Speculative Streaming: Fast LLM Inference without Auxiliary Models
Authors: Nikhil Bhendawade, Irina Belousova, Qichen Fu, Henry Mason, Mohammad Rastegari, Mahyar Najibi
What
This paper introduces Speculative Streaming, a single-model speculative decoding approach that accelerates large language model inference by fusing drafting into the target model, changing the objective from next-token to future n-gram prediction.
Why
This work is important because it addresses the limitations of traditional speculative decoding methods that rely on separate, resource-intensive draft models, thereby simplifying deployment and improving efficiency for large language model inference, especially on resource-constrained devices.
How
The authors introduce multi-stream attention into the target model for n-gram prediction, enabling parallel speculation and verification of candidate tokens within a single forward pass. They utilize tree-structured drafting for efficient exploration of candidate sequences and employ a pruning strategy based on transition probabilities to manage computational cost.
Result
Speculative Streaming achieves 1.8-3.1X speedup across tasks like summarization, structured queries, and meaning representation without sacrificing generation quality.
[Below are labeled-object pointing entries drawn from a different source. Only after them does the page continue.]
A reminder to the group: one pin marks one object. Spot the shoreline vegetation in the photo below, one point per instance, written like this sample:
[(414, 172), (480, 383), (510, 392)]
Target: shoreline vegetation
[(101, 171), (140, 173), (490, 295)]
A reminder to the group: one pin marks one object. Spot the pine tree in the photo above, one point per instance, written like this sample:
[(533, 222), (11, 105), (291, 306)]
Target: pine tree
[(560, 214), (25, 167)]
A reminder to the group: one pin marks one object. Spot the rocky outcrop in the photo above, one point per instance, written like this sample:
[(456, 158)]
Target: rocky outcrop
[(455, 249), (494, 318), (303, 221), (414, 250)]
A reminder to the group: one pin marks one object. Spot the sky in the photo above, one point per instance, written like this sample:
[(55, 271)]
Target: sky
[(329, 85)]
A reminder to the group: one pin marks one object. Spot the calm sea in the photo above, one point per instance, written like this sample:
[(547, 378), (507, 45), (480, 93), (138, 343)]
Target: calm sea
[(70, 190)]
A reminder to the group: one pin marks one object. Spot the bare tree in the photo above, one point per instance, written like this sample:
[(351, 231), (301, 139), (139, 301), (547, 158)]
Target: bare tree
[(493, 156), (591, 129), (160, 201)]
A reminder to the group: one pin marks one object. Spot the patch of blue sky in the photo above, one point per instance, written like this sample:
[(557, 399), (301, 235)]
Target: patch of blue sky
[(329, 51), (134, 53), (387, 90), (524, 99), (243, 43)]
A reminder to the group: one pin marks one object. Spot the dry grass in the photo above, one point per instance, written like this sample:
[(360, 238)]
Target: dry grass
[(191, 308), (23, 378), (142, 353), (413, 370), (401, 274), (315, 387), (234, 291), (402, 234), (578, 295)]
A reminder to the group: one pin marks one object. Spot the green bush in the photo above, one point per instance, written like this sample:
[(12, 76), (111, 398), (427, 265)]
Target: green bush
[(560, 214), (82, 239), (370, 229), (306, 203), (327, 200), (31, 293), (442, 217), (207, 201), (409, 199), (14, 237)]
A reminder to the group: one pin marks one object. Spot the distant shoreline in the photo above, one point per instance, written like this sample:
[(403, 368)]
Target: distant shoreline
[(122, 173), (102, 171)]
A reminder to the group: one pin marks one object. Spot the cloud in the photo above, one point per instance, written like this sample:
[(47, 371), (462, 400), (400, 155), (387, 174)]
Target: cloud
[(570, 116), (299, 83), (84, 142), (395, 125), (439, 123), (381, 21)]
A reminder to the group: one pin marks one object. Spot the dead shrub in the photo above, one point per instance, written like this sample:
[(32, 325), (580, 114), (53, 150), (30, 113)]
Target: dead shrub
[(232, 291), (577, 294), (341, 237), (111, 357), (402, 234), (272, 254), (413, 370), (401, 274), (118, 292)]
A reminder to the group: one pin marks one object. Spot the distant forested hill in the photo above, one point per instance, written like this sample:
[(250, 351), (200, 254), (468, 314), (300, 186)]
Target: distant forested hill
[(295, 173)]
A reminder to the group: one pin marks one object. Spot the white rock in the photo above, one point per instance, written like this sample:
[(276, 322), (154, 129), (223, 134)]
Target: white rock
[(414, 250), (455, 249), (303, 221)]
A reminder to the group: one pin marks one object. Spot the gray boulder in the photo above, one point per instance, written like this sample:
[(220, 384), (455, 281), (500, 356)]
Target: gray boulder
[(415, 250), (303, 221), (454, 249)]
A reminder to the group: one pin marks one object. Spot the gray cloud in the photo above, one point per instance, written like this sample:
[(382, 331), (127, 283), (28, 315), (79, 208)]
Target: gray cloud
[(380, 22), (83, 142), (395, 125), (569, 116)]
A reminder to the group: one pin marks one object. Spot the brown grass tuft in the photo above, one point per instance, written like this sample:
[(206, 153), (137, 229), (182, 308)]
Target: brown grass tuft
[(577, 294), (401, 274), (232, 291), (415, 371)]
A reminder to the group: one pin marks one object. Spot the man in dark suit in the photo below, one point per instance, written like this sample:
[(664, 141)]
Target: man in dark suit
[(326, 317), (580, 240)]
It also demonstrates comparable or superior performance to Medusa, a recent block-wise decoding model, while using significantly fewer parameters, making it ideal for resource-constrained devices.
LF
The authors acknowledge that the current implementation uses a “hard” matching criterion for draft verification and suggest exploring “soft” matching for potential speedup gains. Future work may involve investigating alternative stream initialization techniques beyond the explored value rotation and dedicated embeddings.
Abstract
Speculative decoding is a prominent technique to speed up the inference of a large target language model based on predictions of an auxiliary draft model. While effective, in application-specific settings, it often involves fine-tuning both draft and target models to achieve high acceptance rates. As the number of downstream tasks grows, these draft models add significant complexity to inference systems. We propose Speculative Streaming, a single-model speculative decoding method that fuses drafting into the target model by changing the fine-tuning objective from next token prediction to future n-gram prediction. Speculative Streaming speeds up decoding by 1.8 - 3.1X in a diverse set of tasks, such as Summarization, Structured Queries, and Meaning Representation, without sacrificing generation quality. Additionally, Speculative Streaming is parameter-efficient. It achieves on-par/higher speed-ups than Medusa-style architectures while using ~10000X fewer extra parameters, making it well-suited for resource-constrained devices.